I don't think OCD affected friendships. I have a core group of friends, five of us in total, who have known each other since kindergarten. They noticed that at my worst I wasn't going to social events. I eventually told them I had OCD and they were understanding. They may not have understood the disorder but helped me where possible.
One of these friends phoned me every day during my treatment to see how I was and what my treatment had been that day. Just the fact that she phoned me was so helpful and this is something that will never be forgotten.
Has OCD influenced your personal trajectory?
I did not get to follow the dream I had of going to university and doing the job I had always wanted. But the people I have met and the experiences I have had at work, support groups, public forums and schools has been wonderful – good things outweigh the negative things.
I think I'm strong. Living with OCD can be an extremely debilitating, but I have come through the other side and now feel I might be able to help others.
Day in the life of Julie Leitch . . .
My day today is totally different to when I was in the depths of my OCD. Prior to treatment, when the alarm went off in the morning, I would start to cry because I knew my day would be filled with horrible thoughts, panic attacks and hours and hours of rituals. Every action caused me to spend time checking, counting, washing or trying to debate with my thoughts.
The simple thought of having to leave the house would send me into a panic attack. My husband had to help me with getting dressed so I didn't put something on wrong. He let me know everything was going to be okay.
I couldn't cook because I thought food was contaminated. I had to drink water or lemonade so that I could see nothing was in my drink. I believed dark drinks might hide something that had fallen in the cup.
I only went to the toilet twice a day because I knew I would be stuck washing my hands for hours afterward. It took me hours to brush my hair as I could not have one hair out of place. I would be crying, my arms would be aching, but I had to keep going until I thought my hair was perfect. These panic attacks would come and go during the day but the rituals would last all day until I went to sleep. Then it would all start again with that rotten alarm the next morning.

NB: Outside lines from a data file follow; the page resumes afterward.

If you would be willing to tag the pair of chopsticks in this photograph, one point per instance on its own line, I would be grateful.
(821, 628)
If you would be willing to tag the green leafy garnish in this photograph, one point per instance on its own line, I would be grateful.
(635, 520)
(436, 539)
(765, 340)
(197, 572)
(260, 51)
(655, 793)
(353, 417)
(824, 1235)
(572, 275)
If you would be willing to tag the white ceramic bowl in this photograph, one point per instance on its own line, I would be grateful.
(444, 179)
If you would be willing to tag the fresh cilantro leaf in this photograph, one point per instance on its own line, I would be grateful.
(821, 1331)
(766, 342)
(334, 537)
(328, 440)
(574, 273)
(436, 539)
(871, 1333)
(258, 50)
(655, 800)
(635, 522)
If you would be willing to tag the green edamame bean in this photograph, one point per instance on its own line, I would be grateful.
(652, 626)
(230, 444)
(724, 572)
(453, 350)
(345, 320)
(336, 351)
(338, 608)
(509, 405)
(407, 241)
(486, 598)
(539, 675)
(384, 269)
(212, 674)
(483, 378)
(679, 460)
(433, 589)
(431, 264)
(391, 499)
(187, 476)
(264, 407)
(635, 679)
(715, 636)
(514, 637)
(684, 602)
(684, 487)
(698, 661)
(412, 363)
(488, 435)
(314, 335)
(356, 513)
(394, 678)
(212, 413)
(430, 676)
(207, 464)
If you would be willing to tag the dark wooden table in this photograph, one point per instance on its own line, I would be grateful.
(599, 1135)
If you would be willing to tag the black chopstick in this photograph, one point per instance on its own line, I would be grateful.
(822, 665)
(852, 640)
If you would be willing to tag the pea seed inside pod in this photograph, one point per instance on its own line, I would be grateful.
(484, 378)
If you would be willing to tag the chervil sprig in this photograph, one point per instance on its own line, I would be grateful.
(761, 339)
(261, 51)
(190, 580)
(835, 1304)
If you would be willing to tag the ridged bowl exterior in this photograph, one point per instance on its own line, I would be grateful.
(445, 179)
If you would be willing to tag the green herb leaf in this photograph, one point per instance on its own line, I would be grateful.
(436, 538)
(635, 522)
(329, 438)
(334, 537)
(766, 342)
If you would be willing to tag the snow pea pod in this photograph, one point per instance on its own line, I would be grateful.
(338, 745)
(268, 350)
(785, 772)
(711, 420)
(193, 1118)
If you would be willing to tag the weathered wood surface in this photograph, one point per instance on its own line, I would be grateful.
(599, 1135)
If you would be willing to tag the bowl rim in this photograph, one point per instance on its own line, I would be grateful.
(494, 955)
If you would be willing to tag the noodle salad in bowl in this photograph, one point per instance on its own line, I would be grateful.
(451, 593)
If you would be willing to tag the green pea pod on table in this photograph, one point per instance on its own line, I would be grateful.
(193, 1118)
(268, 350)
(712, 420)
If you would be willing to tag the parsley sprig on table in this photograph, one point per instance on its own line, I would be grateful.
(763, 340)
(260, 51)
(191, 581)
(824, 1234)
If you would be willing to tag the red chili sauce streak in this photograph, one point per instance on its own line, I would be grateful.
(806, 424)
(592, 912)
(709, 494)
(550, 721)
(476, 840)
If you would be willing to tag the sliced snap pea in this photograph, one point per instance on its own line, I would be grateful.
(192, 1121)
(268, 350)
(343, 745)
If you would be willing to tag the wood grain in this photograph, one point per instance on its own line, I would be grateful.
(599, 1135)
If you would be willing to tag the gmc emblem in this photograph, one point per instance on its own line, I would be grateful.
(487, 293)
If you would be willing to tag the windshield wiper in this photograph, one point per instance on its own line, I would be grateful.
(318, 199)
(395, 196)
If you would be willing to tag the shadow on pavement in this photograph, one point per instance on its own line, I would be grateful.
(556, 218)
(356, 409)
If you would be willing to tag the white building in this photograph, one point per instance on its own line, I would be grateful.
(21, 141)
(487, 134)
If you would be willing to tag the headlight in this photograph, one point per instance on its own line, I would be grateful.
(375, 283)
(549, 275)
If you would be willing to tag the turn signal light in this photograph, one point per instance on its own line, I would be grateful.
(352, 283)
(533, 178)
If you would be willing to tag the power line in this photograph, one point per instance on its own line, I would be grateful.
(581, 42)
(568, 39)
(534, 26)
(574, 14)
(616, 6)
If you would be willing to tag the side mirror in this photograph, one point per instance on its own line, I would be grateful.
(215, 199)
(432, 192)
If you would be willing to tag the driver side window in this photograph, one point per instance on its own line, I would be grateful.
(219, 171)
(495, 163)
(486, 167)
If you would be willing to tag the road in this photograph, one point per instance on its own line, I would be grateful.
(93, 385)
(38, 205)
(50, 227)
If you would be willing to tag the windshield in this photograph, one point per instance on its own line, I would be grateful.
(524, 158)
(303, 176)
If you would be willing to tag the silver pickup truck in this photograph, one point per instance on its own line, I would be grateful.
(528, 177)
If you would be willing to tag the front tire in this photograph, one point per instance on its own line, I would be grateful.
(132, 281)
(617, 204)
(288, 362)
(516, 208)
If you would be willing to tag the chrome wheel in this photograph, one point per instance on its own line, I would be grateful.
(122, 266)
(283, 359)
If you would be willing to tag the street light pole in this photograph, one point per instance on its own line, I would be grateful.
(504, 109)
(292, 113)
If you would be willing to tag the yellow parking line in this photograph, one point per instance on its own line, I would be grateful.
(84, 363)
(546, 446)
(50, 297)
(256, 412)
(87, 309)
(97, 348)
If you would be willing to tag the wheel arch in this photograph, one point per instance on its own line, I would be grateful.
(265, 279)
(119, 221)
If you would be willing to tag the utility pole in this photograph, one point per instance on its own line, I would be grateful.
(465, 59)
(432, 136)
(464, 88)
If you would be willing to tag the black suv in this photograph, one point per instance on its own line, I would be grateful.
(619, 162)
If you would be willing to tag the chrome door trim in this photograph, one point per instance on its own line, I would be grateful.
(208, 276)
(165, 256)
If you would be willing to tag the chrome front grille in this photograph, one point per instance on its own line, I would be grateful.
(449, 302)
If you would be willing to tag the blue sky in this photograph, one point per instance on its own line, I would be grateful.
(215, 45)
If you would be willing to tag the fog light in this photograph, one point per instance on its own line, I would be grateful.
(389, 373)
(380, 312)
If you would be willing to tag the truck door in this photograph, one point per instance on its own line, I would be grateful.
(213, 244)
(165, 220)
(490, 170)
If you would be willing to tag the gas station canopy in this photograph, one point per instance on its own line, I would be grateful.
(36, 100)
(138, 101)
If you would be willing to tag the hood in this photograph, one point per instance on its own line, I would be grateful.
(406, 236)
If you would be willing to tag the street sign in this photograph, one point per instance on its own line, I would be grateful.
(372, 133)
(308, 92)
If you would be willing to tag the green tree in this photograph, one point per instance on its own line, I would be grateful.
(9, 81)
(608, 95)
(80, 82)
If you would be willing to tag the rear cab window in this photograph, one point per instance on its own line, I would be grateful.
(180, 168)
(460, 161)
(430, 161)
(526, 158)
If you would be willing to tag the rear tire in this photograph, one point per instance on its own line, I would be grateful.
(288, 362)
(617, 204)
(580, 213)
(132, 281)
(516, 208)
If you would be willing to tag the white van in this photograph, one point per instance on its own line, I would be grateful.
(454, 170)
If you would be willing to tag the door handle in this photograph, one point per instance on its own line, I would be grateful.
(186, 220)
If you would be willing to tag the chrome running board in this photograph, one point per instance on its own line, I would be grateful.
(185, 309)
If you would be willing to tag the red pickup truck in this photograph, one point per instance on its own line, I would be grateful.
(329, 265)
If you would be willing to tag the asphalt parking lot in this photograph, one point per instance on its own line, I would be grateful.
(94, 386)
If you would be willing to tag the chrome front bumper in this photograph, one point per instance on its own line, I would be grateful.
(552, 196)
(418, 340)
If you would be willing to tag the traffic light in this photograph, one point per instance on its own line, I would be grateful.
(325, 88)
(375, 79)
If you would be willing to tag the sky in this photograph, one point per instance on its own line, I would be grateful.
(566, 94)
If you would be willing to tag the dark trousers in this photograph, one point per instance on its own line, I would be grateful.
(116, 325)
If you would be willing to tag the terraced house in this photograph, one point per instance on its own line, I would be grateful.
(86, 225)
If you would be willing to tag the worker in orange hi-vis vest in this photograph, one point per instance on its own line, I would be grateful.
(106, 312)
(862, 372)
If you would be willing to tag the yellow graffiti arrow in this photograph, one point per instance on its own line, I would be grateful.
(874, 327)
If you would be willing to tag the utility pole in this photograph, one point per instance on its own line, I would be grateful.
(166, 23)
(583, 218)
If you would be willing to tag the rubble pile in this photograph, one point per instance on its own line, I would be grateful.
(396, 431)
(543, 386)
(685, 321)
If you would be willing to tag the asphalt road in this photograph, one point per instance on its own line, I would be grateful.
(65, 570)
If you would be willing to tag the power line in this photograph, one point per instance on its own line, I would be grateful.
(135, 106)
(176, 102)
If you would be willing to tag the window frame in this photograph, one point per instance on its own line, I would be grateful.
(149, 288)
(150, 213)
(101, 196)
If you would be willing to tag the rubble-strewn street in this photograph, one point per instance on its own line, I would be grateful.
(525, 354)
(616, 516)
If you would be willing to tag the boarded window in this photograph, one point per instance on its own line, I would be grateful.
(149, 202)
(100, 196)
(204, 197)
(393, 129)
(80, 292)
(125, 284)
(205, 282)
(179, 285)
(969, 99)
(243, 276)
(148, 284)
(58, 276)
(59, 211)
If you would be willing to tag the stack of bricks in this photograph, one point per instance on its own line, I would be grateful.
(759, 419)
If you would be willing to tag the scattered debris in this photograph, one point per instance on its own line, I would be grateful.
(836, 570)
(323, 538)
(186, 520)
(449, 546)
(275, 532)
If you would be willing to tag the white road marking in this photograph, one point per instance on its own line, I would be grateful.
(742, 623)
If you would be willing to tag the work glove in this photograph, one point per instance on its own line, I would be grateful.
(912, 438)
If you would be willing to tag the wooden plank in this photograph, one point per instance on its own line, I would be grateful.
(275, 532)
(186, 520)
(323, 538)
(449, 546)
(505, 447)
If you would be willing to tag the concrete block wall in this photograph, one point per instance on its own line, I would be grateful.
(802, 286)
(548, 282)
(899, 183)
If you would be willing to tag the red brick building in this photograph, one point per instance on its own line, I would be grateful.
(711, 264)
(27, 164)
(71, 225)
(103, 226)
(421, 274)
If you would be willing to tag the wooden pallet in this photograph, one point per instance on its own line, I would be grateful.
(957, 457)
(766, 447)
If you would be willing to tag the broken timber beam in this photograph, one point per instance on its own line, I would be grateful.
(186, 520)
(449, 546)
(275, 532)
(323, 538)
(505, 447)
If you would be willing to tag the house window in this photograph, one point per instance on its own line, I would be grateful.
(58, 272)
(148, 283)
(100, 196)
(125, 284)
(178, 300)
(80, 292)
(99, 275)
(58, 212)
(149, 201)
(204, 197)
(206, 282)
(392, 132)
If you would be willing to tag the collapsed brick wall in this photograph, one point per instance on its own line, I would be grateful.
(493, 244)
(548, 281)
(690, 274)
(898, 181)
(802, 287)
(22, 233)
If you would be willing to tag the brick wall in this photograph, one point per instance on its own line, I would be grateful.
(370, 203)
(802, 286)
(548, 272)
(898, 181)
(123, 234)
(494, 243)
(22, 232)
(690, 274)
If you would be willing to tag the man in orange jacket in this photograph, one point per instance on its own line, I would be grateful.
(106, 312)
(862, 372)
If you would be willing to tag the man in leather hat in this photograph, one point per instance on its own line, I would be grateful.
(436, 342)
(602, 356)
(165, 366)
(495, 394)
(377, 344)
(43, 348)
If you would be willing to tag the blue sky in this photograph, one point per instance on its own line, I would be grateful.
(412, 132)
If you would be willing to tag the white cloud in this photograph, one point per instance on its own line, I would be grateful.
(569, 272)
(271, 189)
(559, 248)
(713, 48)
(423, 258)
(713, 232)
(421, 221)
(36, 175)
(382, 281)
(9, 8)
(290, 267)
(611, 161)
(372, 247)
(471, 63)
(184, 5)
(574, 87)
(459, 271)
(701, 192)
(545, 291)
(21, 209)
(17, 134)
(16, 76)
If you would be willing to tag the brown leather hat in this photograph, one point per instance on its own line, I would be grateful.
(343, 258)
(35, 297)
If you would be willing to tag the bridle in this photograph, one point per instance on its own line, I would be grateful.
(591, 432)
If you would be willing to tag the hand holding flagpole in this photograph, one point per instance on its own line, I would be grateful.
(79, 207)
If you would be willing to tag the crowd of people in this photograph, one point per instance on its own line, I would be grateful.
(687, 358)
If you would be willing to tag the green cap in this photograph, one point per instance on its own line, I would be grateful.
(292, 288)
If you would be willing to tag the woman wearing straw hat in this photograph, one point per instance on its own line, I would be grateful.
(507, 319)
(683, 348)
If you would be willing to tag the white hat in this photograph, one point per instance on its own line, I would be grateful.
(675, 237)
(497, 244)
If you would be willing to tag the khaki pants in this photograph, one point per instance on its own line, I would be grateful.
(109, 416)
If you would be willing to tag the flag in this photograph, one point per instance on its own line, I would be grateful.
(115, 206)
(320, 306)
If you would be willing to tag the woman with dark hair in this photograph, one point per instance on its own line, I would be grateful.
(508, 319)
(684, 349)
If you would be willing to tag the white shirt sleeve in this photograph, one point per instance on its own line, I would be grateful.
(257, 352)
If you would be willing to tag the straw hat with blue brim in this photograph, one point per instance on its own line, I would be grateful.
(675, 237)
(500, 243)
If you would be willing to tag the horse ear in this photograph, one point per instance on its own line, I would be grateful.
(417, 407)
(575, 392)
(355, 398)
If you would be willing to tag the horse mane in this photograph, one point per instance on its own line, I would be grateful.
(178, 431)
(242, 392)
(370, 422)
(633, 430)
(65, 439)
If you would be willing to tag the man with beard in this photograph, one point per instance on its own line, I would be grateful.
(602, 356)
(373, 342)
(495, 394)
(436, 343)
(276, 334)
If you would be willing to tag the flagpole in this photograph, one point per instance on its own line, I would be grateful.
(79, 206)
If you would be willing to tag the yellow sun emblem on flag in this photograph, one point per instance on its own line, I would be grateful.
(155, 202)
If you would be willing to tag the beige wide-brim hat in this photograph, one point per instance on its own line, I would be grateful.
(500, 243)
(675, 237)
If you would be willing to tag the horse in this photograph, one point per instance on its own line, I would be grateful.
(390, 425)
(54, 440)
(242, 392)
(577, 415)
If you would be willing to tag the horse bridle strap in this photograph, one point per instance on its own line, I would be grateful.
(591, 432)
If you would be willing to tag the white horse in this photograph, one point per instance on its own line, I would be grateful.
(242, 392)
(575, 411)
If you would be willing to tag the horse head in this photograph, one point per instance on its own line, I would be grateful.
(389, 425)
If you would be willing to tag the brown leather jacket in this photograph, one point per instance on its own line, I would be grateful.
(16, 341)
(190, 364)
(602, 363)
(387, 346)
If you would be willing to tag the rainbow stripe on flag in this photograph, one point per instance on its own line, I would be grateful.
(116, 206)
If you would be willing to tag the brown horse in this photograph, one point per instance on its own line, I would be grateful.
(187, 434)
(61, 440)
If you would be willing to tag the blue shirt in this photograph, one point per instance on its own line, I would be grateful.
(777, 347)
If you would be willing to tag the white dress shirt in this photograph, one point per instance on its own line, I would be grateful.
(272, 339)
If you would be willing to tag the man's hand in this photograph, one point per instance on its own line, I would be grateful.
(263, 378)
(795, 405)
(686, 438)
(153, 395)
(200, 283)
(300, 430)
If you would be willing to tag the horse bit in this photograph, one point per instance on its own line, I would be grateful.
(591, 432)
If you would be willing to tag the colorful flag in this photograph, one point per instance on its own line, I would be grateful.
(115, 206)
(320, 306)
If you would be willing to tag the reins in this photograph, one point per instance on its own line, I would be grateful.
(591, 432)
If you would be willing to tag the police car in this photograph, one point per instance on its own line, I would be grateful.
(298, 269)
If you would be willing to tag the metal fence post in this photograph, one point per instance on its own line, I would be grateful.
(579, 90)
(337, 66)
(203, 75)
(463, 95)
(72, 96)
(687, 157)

At my worst, I was completely at the mercy of OCD. I felt like I was in a deep black hole and I had no way of getting out.
Today, I get dressed, grab my bag, pick up my keys and walk out the door locking it without checking — something I once wouldn't have thought possible. I enjoy my family and friends and I have a great job where I hope I might make a little difference to people. I have made some beautiful friendships with people from our groups over the years.
My only wish is that I had known about OCD and how it can be treated much earlier than I did.
Julie Leitch is a Health Education Officer, mother, wife, mental health advocate and SANE Australia speaker.
This interview first appeared in Muse Magazine.